I have been investigating this for awhile, but am still dumbfounded as to why few if any scholars read these verses in what seems to me to be the most simple and straightforward way. And I haven't been able to locate any attempts to defend the more traditional interpretations.
In Revelation 1:7, the figure is pierced and tribes of the earth are mourning for him. This seems to me like a quite strong reason to think that the author of this part of Revelation intends for us to understand the figure in the clouds as dead. Not merely previously dead and previously resurrected, but actually dead and not yet resurrected at the time he's seen in the clouds.
I've read one commentary that said the tribes are mourning for themselves, out of fear of coming judgement. What in the context of Revelation itself, or in any of the Hebrew sources Revelation alludes to, would lead anyone to think that?
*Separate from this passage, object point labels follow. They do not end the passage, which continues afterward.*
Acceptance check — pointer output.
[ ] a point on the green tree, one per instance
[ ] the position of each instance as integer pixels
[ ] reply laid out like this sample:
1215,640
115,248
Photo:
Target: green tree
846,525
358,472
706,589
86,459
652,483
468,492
To me "for themselves" looks a silly apologetical response just to avoid difficulties the verse potentially poses (since the gospels don't have Jesus killed in the sky). In the OT people mourning for someone seems to always indicate that said person has died. Since, Revelation appears to be built from allusions to the OT, I would think that important here. Also, that John is using the tribes mourning to indicate that the figure in the clouds is dead comes from how Rev 1:7 quotes Zechariah 12:10-12 wherein we see mention of mourning over the death of Josiah; to take the mourning to have a different function in Revelation from what it does in Zechariah just seems weird to me.
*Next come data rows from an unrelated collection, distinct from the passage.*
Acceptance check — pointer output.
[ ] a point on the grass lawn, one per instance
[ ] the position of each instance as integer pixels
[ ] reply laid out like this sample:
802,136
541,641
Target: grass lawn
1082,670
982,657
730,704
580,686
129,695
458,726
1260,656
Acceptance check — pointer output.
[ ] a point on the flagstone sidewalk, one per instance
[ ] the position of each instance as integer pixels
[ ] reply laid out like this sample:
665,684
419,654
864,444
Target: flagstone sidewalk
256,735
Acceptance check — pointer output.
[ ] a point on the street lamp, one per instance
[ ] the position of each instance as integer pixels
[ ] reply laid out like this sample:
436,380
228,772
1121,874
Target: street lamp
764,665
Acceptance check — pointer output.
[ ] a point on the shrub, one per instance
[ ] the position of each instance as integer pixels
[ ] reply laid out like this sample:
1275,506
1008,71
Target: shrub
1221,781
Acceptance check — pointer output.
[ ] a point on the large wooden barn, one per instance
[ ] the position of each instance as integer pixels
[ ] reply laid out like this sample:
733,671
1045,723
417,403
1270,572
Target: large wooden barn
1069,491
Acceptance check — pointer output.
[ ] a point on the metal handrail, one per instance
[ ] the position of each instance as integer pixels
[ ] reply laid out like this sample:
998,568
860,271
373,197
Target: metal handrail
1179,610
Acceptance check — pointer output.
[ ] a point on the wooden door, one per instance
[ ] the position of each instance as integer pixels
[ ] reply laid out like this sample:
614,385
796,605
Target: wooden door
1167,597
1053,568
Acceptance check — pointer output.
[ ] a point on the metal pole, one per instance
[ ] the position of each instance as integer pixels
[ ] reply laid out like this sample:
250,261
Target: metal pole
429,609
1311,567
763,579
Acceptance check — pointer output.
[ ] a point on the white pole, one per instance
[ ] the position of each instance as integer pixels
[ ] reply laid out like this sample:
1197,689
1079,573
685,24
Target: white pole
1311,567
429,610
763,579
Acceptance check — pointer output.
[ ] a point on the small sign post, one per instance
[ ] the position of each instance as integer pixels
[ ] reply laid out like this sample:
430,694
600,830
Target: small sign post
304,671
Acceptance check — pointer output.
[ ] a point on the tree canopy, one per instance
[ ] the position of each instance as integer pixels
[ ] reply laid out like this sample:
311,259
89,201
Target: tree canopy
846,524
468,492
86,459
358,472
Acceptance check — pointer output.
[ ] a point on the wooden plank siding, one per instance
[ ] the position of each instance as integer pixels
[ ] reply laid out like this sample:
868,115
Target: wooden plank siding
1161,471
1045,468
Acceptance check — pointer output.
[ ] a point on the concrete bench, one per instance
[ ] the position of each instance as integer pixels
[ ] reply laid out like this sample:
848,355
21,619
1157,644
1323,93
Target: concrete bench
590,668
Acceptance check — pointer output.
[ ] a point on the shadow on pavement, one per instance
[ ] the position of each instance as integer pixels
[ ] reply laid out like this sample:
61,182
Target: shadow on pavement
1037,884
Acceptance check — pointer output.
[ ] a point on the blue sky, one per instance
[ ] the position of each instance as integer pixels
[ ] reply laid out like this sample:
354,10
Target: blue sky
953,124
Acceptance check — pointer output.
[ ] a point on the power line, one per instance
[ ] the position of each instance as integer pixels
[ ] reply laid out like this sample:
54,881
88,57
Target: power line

Have any scholars offered any explanations for why the figure in Rev 1:12-16 glows step-by-step brighter and brighter before John's visionary eyes?
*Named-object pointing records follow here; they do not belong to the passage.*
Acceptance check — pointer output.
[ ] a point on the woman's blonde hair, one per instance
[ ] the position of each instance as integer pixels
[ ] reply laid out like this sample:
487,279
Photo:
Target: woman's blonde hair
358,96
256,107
The progression starts with "hair as wool" revised midsentence to "as snow". Then the eyes glow like a flame, followed by the feet glowing like dripping bronze bright white in a furnace. And finally the vision ends with his whole appearance shining like the sun in full power.
To me, the most simple and obvious explanation for the progressively increasing glowing is that John is supposedly seeing the figure actively being resurrected, transfigured, and/or otherwise transformed. Note that verse 15 changes "sound of a multitude" (found in the source passages in Daniel), into "sound of many waters" (used in Ezekiel in a different way), most likely because in Revelation water repeatedly symbolizes life. Verse 16 has the sword that pierced him ejected out of his mouth (similar to how frogs are ejected from the mouths of the dragon, beast, and false prophet later in Rev 16:13.) And, Rev 1:17-18 looks to me as intended to explain what John had just seen in Rev 1:7,12-16, the key part being "I died, and behold I am alive forevermore." It all fits with a resurrection.
But I don't think this is how scholars normally read these verses.
So again, what are the currently most widely-accepted scholarly interpretations of Rev 1:7 and Rev 1:12-16? What arguments have been presented to defend those interpretations?